Двусмысленные метафоры свидетельствуют о своего рода умственной аллергии к миру фактов, где «в безжалостной атмосфере правит доказательство». По натуре он предпочитал блуждать в чаще образов, которые в конечном счете отклоняли решающие доказательства. Огромное любопытство соединялось в нем с огромным желанием не знать. Приятные воспоминания о математике связаны лишь с одним учителем из коллежа Людовика Великого, который, проведя час в расчетах, дошел до знака бесконечности и остановился: ∞. Гюго называет этот символ очками, которые сидят на носу мыслителя {151}. Они прекрасно подходят для взгляда вдаль, но для того, что находится рядом, – все равно что шоры.


К счастью, в самом начале школьной жизни Гюго обнаружил прекрасное орудие защиты: французское стихосложение. Оно стало его самым большим достижением в образовании; он уверял, что этому предмету ему не надо было учиться. Оно просто взошло в его мозгу, со всеми своими правилами {152}.

Считать подобное утверждение хвастовством (подобно критику Гюставу Планшу, который заявил: Гюго наверняка счел бы, что открыл евклидовы пропорции «интуитивно» {153}) – значит упустить прекрасную возможность понять, в чем заключается истинное своеобразие Гюго, видеть в нем своего рода литературного функционера, который режет собственные мысли на двенадцатисложные куски просто потому, что все поэты до него поступали так же.

Доказательства, которые можно найти в творчестве Гюго, заключаются в том, что на первый взгляд деспотическая структура французской поэзии – вовсе не искусственная конструкция, созданная злобными педантами для того, чтобы помешать свободному выражению мыслей, но спонтанное порождение коллективного бессознательного. Структура французского стиха соответствует мыслительным структурам и даже, если верить более честолюбивому взгляду, структурам в материальной Вселенной. В наши дни подобные мысли чаще высказываются применительно к блюзам и регги. Например, приписать двенадцатистрочный александрийский стих автору свода правил – все равно что попытаться найти владельца авторских прав на древнегреческие мифы {154}.

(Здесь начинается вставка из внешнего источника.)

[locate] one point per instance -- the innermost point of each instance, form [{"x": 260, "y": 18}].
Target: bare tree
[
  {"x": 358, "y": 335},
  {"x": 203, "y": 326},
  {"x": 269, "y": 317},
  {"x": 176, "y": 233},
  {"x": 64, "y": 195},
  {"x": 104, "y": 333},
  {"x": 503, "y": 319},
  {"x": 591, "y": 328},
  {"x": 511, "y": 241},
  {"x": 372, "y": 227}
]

Если бы Гюго излагал свое чутье в теоретической манере Кольриджа или Малларме, он обеспечил бы себе место в рядах интеллектуальных пророков модернизма. Но волшебный лес в одах Гюго прячется за деревьями нравоучительных конструкций и за его огромным эго. Ему редко приходило в голову задерживаться на «очевидном»: что у каждого гласного звука свой цвет, что слова – живые существа со сложным обликом, а словарные статьи – всего лишь натяжки. Зато вся его жизнь полна замечательно конкретных доказательств таинственной логики стиха. Огромное количество написанных Гюго произведений можно объяснить тем, что уже в 1816 году в пансионе Кордье он складывал во сне александрийские стихи и даже целые стихотворения; утром он записывал их на бумагу. Его повседневная переписка загромождена обрывками стихов, похожих на обломки воображаемых судов, бросивших якорь в других частях мозга. Более того, Гюго жаловался, что такая непроизвольная мозговая деятельность ему мешает, как будто это заикание или тик {155}. В XIX веке такая особенность считалась распространенной психической болезнью, называемой «метроманией». Известно, что из-за нее в заточение попал по крайней мере один человек {156}.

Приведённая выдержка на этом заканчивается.